La política del prejuicio


De cómo Nuestra organización y manera de proceder como sociedad en la actualidad no está basada en la política, sino en los prejuicios.
Hannah Arendt en un breve artículo sobre política (1959), nos recuerda cómo ésta suele ser remplazada por el prejuicio.
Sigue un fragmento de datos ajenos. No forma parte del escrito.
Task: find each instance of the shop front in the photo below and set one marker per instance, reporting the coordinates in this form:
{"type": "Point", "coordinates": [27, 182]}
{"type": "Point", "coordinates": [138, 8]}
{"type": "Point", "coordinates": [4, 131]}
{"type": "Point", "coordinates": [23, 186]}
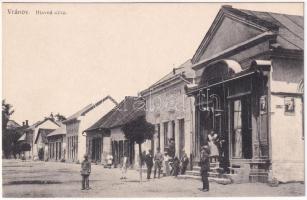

En países como el nuestro, carentes de formación política es común el surgimiento de “caudillos” y salvadores que a pesar de su tiranía y mezquindad logran generar los más locos amores en amplios sectores sociales, que son con frecuencia quienes menos se informan y leen. Las personas, incluso se sienten, políticamente activas. De ser necesario se recurrirá al insulto y la estigmatización del otro, como torpe, insensato; palabras que en nuestro belicoso país toman un tinte más agresivo.
Uno de los discursos frecuentes de los subalternos políticos es hacer referencia a la idea de sociedad que tiene su superior. Por ejemplo, los ministros dicen, “en la visión económica del presidente tal, en la idea de salud del presidente tal”, etc. Luego aparecen los de menor rango adulando a su ministro. Así se va desgranando el rosario de elogios. Algunos dirán “es que fulanito de tal tiene unas ideas políticas geniales”. Sí, puede ser cierto; pero es democráticamente incorrecto, porque no parte de la reflexión y el trabajo grupal de un partido político, sino de la idea de “país” que fulanito o mengano tienen. ¿Aunque pensáramos positivamente, no dejaría de ser una locura confiarle la sociedad a la inteligencia de un solo ciudadano?
Con relativa frecuencia subirá al poder uno de esos dirigentes de ideas geniales. ¿Por qué ocurre? Porque simple y llanamente el sistema actual lo permite y lo promueve. ¿Acaso las ideas urbanísticas de ciertos alcaldes han partido de reflexiones y trabajos conjuntos sobre cómo proyectar una ciudad como la nuestra? “él fue un visionario.” En medio de nuestra ineptitud política es obvio que se requieren visionarios, no porque ellos sean maravillosos, sino porque la sociedad en su conjunto parece incapaz de generar ideas y modelos políticos más participativos.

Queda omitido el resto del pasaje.